No livro «Pós-modernismo, razão e religião», de 1992, Ernest Gellner refere-se ao pós-modernismo da seguinte forma:
«O pós-modernismo é um movimento contemporâneo. É forte e está na moda. E sobretudo, não é completamente claro o que diabo ele é. Na verdade, a claridade não se encontra entre os seus principais atributos. Ele não apenas falha em praticar a claridade mas em ocasiões até a repudia abertamente...».

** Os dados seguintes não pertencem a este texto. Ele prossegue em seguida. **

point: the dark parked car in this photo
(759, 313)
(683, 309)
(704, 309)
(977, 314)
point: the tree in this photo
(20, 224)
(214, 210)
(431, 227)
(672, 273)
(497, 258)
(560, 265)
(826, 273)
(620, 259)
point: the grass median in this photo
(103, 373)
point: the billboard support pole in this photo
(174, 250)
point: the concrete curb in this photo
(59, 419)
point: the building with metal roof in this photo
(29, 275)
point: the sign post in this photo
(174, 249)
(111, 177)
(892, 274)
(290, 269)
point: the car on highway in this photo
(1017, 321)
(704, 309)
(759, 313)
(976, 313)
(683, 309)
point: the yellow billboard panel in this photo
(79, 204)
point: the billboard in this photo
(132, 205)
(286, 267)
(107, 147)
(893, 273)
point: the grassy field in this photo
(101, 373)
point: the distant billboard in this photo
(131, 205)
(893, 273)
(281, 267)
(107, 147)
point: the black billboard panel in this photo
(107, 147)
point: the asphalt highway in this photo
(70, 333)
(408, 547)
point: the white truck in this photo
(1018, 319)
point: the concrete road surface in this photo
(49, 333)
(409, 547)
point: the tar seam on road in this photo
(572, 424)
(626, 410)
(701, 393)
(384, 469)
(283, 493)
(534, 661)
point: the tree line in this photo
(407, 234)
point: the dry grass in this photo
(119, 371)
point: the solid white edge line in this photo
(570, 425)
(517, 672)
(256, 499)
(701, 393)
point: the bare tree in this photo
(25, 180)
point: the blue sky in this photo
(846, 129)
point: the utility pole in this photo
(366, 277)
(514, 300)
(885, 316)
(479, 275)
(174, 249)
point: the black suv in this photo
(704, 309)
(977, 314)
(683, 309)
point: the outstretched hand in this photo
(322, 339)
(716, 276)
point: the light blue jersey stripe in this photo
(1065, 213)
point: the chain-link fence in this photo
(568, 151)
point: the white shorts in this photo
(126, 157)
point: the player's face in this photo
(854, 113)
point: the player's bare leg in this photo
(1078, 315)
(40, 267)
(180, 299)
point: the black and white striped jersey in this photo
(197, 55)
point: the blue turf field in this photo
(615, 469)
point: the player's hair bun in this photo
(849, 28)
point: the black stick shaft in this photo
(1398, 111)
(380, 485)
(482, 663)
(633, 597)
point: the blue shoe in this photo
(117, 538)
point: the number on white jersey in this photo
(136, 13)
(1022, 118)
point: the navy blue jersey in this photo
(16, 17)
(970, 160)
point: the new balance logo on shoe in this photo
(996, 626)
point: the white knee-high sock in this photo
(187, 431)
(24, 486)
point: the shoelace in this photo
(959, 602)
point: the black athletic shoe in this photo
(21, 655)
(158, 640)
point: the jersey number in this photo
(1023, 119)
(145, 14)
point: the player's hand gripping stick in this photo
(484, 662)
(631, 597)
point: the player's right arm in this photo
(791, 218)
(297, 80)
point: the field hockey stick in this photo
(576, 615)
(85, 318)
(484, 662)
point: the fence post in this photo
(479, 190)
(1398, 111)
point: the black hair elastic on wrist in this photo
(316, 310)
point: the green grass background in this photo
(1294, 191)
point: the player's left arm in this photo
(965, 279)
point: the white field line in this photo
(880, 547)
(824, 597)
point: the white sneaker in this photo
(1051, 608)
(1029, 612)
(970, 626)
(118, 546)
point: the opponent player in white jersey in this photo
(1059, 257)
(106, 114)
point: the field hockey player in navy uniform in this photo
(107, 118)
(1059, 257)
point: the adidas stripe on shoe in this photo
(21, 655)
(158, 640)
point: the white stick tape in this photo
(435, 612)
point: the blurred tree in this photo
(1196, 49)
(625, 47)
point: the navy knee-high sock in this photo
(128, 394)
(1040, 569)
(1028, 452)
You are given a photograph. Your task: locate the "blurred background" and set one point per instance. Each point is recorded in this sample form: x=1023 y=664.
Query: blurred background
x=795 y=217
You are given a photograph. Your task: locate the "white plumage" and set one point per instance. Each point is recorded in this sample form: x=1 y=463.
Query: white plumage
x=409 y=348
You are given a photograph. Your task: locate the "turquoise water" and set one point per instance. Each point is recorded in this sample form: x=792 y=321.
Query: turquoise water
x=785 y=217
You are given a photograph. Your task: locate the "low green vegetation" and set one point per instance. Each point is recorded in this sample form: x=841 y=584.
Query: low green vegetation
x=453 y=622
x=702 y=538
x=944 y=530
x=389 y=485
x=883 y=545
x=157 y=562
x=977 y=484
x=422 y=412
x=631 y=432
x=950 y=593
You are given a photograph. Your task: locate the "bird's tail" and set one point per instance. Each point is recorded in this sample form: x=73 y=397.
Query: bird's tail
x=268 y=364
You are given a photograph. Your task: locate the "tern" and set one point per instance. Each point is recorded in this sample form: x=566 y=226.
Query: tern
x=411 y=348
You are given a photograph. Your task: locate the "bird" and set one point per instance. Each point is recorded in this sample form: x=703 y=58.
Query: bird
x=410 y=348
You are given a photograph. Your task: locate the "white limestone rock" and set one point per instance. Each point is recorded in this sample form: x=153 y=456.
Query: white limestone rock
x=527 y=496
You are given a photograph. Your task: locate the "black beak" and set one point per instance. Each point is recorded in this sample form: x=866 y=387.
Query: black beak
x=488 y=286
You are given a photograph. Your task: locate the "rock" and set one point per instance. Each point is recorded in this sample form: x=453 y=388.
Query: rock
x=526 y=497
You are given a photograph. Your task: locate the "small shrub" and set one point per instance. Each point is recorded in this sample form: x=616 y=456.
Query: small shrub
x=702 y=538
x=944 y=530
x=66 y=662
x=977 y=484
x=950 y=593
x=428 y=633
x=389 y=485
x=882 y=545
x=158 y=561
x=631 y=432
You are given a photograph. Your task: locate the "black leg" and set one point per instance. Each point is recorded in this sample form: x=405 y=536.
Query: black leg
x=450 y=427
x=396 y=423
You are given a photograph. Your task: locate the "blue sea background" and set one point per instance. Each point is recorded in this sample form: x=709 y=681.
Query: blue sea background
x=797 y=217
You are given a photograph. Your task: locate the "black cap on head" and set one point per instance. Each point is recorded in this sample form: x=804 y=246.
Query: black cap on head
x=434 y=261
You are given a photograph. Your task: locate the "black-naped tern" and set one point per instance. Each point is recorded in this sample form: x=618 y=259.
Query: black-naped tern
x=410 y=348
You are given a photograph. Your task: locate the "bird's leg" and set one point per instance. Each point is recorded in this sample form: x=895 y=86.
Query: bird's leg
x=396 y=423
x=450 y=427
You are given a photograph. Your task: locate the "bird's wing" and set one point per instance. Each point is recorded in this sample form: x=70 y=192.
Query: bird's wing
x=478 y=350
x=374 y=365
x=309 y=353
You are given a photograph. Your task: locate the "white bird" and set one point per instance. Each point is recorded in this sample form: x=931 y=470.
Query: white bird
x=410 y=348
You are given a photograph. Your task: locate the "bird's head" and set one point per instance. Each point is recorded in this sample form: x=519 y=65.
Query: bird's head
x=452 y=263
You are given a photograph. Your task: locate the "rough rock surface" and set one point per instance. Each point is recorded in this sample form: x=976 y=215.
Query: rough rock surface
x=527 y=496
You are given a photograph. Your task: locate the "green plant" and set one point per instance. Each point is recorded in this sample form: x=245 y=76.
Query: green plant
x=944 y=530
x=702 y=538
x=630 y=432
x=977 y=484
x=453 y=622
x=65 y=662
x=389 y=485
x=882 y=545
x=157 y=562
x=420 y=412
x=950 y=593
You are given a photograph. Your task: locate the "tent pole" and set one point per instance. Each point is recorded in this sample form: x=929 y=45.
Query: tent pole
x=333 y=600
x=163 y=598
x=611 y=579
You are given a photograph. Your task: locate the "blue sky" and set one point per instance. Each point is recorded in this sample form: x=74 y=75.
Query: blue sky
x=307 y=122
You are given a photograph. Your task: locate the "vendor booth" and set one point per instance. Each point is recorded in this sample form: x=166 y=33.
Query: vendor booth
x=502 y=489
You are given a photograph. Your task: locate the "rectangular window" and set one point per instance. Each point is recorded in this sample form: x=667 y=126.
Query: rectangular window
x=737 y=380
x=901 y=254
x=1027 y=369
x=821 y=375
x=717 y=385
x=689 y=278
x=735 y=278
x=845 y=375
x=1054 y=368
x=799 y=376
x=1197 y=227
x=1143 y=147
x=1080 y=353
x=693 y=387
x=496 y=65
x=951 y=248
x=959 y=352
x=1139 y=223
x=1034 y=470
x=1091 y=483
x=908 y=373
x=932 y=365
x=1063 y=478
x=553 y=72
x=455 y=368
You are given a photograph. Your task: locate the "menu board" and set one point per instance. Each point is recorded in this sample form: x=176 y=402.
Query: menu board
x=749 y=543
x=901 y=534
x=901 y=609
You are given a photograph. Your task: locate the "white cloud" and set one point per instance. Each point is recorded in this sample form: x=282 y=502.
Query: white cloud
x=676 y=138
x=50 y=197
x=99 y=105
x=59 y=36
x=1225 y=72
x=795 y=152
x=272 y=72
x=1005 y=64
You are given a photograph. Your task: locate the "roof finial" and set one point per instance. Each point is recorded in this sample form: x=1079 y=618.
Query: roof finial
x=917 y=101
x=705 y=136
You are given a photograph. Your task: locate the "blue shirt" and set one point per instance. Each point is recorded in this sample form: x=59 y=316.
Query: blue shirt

Gellner rejeita, como qualquer pessoa de bom senso - e mesmo o mais empedernido pós-moderno não usa telepatia em vez de telefone ou rezas em vez de medicamentos-, que uma afirmação factual, quer científica quer mitológica ou mágica tenha o mesmo valor epistémico e só possa ser considerada verdadeira ou falsa em relação a uma determinada cultura. Um portátil funciona da mesma maneira em Ouro Preto e em Osaka; afirmar que o oxigénio, O2, no seu estado fundamental, é uma espécie paramagnética é a constatação de um facto que tem o mesmo valor epistémico aqui, no Afeganistão ou na China. Como continua Gellner:
«O mundo em que vivemos é definido, acima de tudo, pela existência de um sistema de conhecimento único da natureza, instável e poderoso, e pela relação corrosiva e conflituosa que mantém com outros conjuntos de ideias ("culturas") que orientam a vida dos homens.(...)
Existe um conhecimento externo, objectivo e que transcende a cultura: existe, de facto, um "conhecimento para além da cultura." (...) A faculdade, inerente à cognição, que lhe permite ultrapassar as fronteiras de um qualquer casulo cultural e atingir formas de conhecimento válidas para todos - e, consequentemente, um entendimento da natureza que resulta numa tecnologia extraordinariamente poderosa - constitui o facto crucial das nossas condições sociais comuns».
Esta faculdade inerente à cognição que nos permite transcender limites étnico-culturais é estrangulada quer pelo pós-modernismo quer pelo eduquês, que, sob a capa do
multiculturalismo e respeito pelas diferenças, na prática aprisionam os membros de uma dada «
comunidade cultural» ou social. A experiência do Ludi e a minha são apenas gotas de água que reforçam ser urgente que, para além de acendermos
muitas velas de Sagan, não esqueçamos sobretudo o aviso de Joe Kaplinsky: «quando o criacionismo [a que acrescento patetadas como a astrologia] pode vestir-se de 'pensamento crítico' deveria ser evidente de que não é apenas com os fundamentalistas cristãos que precisamos preocupar-nos - é com todo um sistema educacional imbecilizante!»